Was ist zu tun? Die Regierungen (Bundesregierung und Landtagsregierungen) müssen den Bürgern in Deutschland wieder in erster Linie positive Perspektiven aufzeigen, denn Krisen haben immer auch mit Psychologie zu tun. Die Menschen haben Angst, wenn sie täglich im Fernsehen nur noch mit negativen Nachrichten (etwa theatralische Ankündigungen einer drohenden 2. Corona-Welle) in den Brennpunkten konfrontiert werden: eine unverantwortliche publizistische Hysterie ohne Beispiel, bei der nicht mehr die seriöse Information im Mittelpunkt steht, sondern die Gier nach der Sensation. Inzwischen streiten und widersprechen sich auch die seriösen Virologen: Die einen sagen es gibt eine 2. Welle, die anderen dementieren dies. Der Spitzen-Virologe Prof. Henrick Streeck, Chefvirologe an der Universität Bonn und Berater von NRW-Ministerpräsident Armin Laschet, gab inzwischen zu bedenken, dass zu viele Ängste geschürt wurden (Interview mit der „Rheinischen Post“). Na endlich, möchte man meinen. Folgt endlich dem Beispiel Japans, das die Krise hervorragend gemeistert hat und jetzt sogar aktuell alle Auflagen aufgehoben hat. Alle! In Deutschland geht hingegen das Durcheinander weiter und Opfer sind auch die Städte und Landkreise – siehe Erding! Ein Land befindet sich in Angst und fährt seine Wirtschaft an die Wand.

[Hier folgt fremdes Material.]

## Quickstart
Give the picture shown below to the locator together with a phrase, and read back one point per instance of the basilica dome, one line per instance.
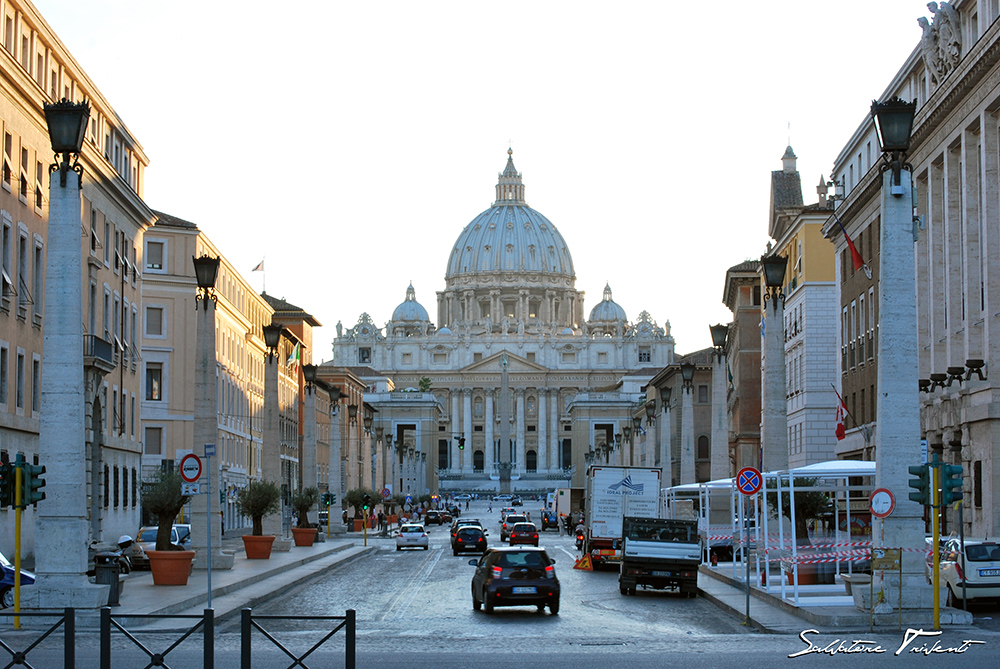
(510, 237)
(607, 310)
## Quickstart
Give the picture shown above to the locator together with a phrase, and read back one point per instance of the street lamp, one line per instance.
(206, 269)
(67, 123)
(893, 124)
(774, 276)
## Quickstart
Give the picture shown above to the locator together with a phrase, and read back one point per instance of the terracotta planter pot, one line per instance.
(257, 547)
(170, 567)
(304, 536)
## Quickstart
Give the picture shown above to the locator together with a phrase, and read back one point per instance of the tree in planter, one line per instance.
(163, 500)
(809, 505)
(302, 501)
(259, 499)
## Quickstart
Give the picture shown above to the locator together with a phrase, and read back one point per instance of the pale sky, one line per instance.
(349, 143)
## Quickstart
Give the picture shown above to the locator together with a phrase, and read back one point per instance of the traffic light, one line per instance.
(951, 484)
(31, 477)
(6, 484)
(922, 484)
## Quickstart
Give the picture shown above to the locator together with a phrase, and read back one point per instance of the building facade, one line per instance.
(954, 75)
(510, 299)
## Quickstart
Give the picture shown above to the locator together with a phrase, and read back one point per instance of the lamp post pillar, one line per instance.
(271, 450)
(61, 518)
(774, 407)
(897, 439)
(206, 525)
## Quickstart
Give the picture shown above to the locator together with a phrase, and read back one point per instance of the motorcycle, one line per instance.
(7, 582)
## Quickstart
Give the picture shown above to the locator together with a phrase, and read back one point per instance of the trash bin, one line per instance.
(106, 573)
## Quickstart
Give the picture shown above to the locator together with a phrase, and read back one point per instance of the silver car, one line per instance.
(411, 535)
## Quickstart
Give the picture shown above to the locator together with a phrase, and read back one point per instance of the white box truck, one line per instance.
(612, 494)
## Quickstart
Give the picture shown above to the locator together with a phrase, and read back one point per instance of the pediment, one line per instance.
(515, 364)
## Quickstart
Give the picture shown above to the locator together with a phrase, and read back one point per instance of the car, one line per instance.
(509, 522)
(515, 576)
(7, 582)
(523, 533)
(145, 540)
(469, 538)
(459, 522)
(980, 574)
(411, 535)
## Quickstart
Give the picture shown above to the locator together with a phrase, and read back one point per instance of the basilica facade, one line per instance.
(509, 305)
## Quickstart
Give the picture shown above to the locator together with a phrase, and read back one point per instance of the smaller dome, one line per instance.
(410, 310)
(607, 310)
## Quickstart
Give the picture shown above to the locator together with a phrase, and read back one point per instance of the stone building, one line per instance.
(510, 298)
(35, 68)
(953, 74)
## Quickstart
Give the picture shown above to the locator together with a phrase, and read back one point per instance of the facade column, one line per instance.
(687, 435)
(720, 465)
(467, 430)
(543, 434)
(206, 527)
(488, 453)
(519, 431)
(455, 462)
(897, 439)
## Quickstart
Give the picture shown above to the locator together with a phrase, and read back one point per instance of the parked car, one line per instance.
(469, 538)
(980, 575)
(459, 522)
(509, 522)
(412, 535)
(145, 540)
(523, 533)
(7, 582)
(515, 576)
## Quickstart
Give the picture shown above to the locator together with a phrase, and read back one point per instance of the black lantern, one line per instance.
(774, 275)
(309, 372)
(67, 123)
(272, 337)
(206, 269)
(687, 374)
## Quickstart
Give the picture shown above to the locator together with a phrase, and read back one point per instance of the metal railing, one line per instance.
(248, 624)
(66, 619)
(158, 659)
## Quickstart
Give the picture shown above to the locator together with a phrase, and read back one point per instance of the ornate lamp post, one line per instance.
(61, 533)
(774, 407)
(897, 413)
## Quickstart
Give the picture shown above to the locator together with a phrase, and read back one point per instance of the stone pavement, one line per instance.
(824, 608)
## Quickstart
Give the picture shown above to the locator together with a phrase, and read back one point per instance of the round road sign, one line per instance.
(749, 481)
(881, 503)
(190, 468)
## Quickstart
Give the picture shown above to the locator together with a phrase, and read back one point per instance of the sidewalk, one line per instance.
(248, 583)
(824, 608)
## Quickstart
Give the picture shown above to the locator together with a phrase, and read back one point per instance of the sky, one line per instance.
(347, 144)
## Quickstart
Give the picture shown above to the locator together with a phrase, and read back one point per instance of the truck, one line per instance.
(611, 494)
(569, 503)
(659, 553)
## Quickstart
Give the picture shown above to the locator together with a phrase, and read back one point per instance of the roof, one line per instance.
(283, 309)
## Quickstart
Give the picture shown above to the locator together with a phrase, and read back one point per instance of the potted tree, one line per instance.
(302, 501)
(162, 499)
(256, 500)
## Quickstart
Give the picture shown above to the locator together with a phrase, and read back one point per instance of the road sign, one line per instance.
(749, 481)
(881, 503)
(190, 468)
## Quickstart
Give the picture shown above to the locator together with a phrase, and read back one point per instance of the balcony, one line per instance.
(98, 354)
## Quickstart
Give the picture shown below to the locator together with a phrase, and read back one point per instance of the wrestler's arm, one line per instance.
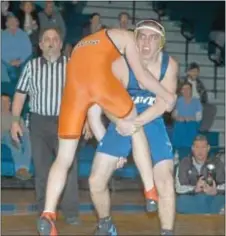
(95, 112)
(142, 75)
(95, 122)
(120, 71)
(170, 82)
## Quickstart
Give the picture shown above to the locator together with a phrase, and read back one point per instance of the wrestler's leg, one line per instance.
(142, 159)
(163, 175)
(73, 112)
(102, 169)
(117, 101)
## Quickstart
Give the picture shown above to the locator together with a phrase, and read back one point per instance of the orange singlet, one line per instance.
(90, 80)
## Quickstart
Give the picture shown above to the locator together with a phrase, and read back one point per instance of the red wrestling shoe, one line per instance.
(151, 197)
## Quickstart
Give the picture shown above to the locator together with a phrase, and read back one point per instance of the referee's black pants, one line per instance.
(44, 142)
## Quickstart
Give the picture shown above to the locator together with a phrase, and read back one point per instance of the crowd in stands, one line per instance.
(200, 179)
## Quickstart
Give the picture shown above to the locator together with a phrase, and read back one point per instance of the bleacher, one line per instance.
(176, 44)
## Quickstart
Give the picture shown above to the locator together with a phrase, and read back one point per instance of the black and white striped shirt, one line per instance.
(43, 81)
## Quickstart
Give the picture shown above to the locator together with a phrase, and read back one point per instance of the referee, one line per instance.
(43, 80)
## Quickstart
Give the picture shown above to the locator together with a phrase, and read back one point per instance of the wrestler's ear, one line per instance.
(41, 45)
(61, 45)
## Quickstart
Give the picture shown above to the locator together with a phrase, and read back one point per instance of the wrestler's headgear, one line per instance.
(154, 26)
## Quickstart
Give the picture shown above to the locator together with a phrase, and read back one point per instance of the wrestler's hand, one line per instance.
(87, 132)
(171, 102)
(121, 162)
(126, 127)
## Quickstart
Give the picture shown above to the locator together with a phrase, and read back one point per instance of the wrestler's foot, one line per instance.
(171, 101)
(151, 200)
(166, 232)
(46, 224)
(106, 227)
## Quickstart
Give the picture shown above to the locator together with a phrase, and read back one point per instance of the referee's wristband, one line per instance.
(16, 119)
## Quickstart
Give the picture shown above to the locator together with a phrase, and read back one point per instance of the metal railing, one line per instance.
(134, 13)
(213, 47)
(187, 30)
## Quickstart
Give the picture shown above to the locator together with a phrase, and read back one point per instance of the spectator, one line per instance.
(187, 115)
(199, 91)
(50, 18)
(124, 21)
(43, 80)
(217, 33)
(29, 22)
(16, 47)
(200, 191)
(94, 25)
(5, 11)
(21, 153)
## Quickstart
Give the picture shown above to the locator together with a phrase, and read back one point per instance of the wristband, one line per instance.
(16, 119)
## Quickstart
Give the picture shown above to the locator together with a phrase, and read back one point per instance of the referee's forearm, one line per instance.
(18, 103)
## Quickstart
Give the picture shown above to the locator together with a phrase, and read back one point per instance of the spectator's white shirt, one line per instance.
(195, 93)
(28, 24)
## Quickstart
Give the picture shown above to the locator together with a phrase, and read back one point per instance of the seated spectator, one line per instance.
(29, 22)
(124, 21)
(94, 25)
(199, 91)
(21, 154)
(50, 18)
(5, 11)
(200, 188)
(16, 47)
(217, 33)
(187, 116)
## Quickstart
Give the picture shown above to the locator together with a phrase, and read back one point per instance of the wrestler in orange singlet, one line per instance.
(90, 80)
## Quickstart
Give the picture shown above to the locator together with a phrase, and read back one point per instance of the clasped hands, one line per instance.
(127, 127)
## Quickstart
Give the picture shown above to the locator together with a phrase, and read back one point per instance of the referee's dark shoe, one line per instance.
(46, 224)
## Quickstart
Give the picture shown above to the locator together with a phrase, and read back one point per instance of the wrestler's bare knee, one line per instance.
(163, 175)
(66, 152)
(102, 169)
(132, 114)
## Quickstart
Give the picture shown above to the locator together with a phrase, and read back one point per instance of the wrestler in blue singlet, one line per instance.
(120, 146)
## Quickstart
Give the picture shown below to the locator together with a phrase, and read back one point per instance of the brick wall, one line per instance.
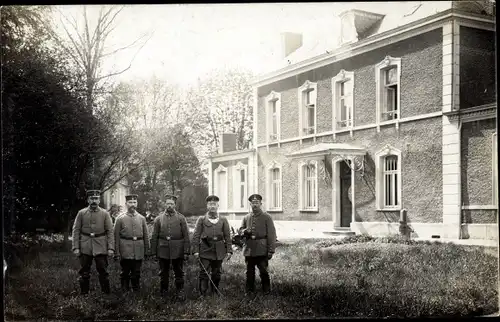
(477, 67)
(477, 162)
(420, 144)
(421, 85)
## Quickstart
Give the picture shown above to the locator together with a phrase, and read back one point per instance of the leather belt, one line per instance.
(131, 238)
(93, 234)
(170, 238)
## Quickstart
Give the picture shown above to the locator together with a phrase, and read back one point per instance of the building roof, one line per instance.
(328, 148)
(324, 37)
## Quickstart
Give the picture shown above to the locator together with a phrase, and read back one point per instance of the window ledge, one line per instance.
(309, 210)
(389, 209)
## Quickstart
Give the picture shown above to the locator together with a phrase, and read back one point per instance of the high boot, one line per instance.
(203, 287)
(163, 288)
(179, 286)
(214, 287)
(135, 284)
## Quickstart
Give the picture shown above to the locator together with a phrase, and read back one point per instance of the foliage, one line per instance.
(221, 103)
(363, 280)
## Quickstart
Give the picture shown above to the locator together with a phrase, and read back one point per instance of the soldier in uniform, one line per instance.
(132, 244)
(260, 233)
(170, 243)
(93, 240)
(211, 244)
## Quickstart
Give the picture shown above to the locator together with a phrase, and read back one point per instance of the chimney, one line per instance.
(290, 42)
(228, 142)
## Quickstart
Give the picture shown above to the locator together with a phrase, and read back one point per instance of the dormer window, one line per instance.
(358, 24)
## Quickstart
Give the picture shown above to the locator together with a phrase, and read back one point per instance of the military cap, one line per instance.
(212, 198)
(93, 193)
(171, 197)
(131, 197)
(255, 196)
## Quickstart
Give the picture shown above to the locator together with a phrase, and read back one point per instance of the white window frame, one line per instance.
(381, 104)
(223, 206)
(380, 158)
(304, 129)
(237, 187)
(269, 184)
(301, 195)
(342, 77)
(495, 169)
(273, 97)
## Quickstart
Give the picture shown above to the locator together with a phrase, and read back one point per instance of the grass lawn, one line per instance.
(353, 278)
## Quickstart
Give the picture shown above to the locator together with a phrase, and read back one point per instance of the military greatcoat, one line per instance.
(93, 232)
(262, 240)
(170, 238)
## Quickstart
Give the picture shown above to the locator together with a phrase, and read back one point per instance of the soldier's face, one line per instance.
(132, 205)
(170, 205)
(256, 204)
(212, 206)
(94, 200)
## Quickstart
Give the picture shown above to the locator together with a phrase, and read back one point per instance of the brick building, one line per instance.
(401, 114)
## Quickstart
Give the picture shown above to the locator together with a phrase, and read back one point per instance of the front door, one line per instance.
(345, 196)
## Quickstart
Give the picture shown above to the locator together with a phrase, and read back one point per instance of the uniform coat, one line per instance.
(97, 222)
(128, 226)
(210, 248)
(170, 238)
(261, 226)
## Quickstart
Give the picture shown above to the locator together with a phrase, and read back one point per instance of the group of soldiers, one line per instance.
(95, 238)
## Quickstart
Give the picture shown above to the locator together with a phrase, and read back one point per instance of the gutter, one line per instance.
(360, 46)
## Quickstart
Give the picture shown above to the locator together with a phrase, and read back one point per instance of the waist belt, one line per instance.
(255, 237)
(131, 238)
(93, 234)
(170, 238)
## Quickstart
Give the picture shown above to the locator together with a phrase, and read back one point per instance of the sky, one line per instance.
(188, 40)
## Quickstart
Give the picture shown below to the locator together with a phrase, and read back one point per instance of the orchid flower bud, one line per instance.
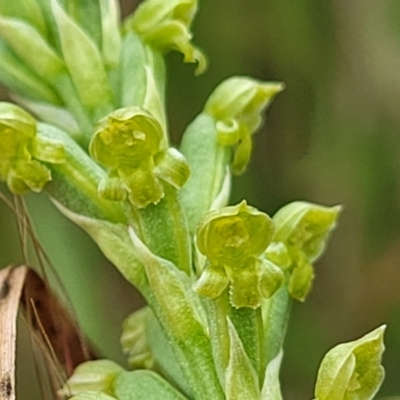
(21, 151)
(128, 142)
(353, 370)
(166, 26)
(236, 104)
(233, 239)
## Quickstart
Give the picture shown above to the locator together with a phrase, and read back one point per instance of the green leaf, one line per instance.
(111, 39)
(134, 340)
(353, 370)
(144, 385)
(41, 58)
(209, 172)
(97, 376)
(20, 79)
(92, 395)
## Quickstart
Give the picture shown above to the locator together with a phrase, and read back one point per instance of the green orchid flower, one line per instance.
(22, 150)
(233, 240)
(128, 142)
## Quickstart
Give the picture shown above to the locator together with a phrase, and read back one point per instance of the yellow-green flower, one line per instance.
(233, 240)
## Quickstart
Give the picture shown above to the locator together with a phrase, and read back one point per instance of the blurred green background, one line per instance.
(332, 137)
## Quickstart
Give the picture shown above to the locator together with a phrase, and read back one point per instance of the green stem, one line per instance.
(163, 229)
(275, 313)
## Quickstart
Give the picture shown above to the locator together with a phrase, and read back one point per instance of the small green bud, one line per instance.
(232, 239)
(166, 26)
(98, 375)
(21, 148)
(352, 371)
(236, 104)
(128, 141)
(303, 229)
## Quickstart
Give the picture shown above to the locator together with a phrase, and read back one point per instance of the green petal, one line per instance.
(305, 226)
(352, 371)
(271, 278)
(166, 26)
(236, 105)
(234, 233)
(212, 282)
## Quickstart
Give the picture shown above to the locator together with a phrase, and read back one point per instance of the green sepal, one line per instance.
(98, 375)
(126, 142)
(134, 342)
(278, 253)
(240, 377)
(271, 278)
(92, 395)
(233, 234)
(41, 58)
(19, 145)
(85, 65)
(353, 370)
(145, 385)
(236, 105)
(166, 26)
(212, 282)
(305, 226)
(233, 238)
(304, 229)
(271, 389)
(74, 182)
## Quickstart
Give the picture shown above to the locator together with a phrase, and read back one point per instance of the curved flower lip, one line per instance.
(129, 142)
(20, 146)
(166, 26)
(236, 105)
(127, 136)
(234, 233)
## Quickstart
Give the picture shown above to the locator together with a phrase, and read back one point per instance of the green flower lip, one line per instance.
(129, 142)
(234, 233)
(21, 149)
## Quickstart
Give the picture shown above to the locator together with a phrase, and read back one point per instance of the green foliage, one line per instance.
(218, 279)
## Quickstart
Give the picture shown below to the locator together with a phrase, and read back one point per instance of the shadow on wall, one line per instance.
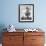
(2, 26)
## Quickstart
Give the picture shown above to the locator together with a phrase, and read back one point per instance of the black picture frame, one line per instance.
(24, 14)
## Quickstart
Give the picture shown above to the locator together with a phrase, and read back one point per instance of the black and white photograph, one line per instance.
(26, 13)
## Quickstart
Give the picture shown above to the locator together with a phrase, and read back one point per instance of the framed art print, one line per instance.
(26, 12)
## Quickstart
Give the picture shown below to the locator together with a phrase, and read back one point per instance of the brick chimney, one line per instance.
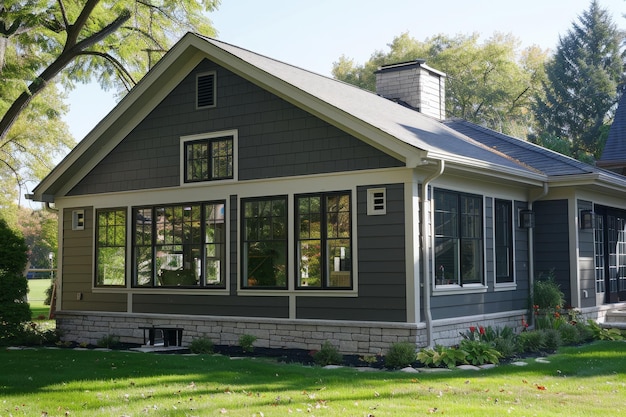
(415, 85)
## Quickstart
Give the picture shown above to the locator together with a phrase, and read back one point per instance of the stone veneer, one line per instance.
(350, 337)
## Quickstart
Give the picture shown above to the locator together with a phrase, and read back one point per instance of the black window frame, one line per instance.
(152, 246)
(343, 261)
(459, 222)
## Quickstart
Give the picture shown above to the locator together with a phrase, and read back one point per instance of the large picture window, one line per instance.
(180, 245)
(458, 238)
(503, 225)
(323, 227)
(111, 247)
(209, 159)
(264, 243)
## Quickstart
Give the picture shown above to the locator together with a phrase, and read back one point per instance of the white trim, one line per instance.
(208, 135)
(204, 74)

So kann dies aber mit der Wiederbelebung der Wirtschaft nichts werden. Die Menschen schließen aus Angst keine Kaufverträge (größere Anschaffungen) mehr ab. Auch in ganz normalen Alltagsgeschäften ist die Unsicherheit groß. Beispiel Gastronomie: Wer geht schon in ein Restaurant, wenn Auflagen wie das Angeben der persönlichen Handynummern und Adressen zwingend werden? Wer will sich schon so überwachen lassen? Auch in Corona-Zeiten sollte übrigens der Datenschutz gelten, wie auch schon erste Urteile feststellen. Wo bleibt die Atmosphäre, wenn die Gäste die Maske beim Aufsuchen der Toiletten anlegen müssen? Wir haben eine fast schon diskriminierende Maskenpflicht, obwohl die notwendigen medizinischen Schutzmasken der Norm FFP 2 in genügender Anzahl nicht vorhanden sind. 90% der jetzt in Deutschland getragenen Masken sind nach Meinung von Ärzte-Präsident Montgomery „irgendein Lappen vorm Gesicht“ und z.B. beim stundenlangen Anlegen eine Zumutung für das Kassenpersonal in den Supermärkten. Sie sind eher schädlich und lt. Montgomery „wissenschaftlicher Unsinn“, weil die Einfachmasken zu Sammelstellen von Viren im Stoff werden können. Einfachmasken werden in asiatischen Ländern in Smogzeiten temporär getragen, nicht als Virenschutz vom Schlage COVID-19. Wir müssen wieder zu realistischen Einschätzungen kommen, kein Verharmlosen, aber vor allem auch kein Alarmismus. Deshalb sind endlich vertrauensbildende Maßnahmen das Gebot der Stunde.

Wir haben bewusst das Beispiel Erding gewählt. In Erding und im Landkreis Erding stimmte bis zum Ausbruch der COVID-19 Erkrankungen eigentlich alles. Stadt und Landkreis wurden und werden gut geführt; die Stadt hat eine überdurchschnittlich hohe Lebensqualität: Leben und leben lassen oder Liberalitas Bavariae – halten wir daran fest auch und gerade in Zeiten von Corona. Regierungen müssen entscheiden – nicht Virologen, heute so, morgen so!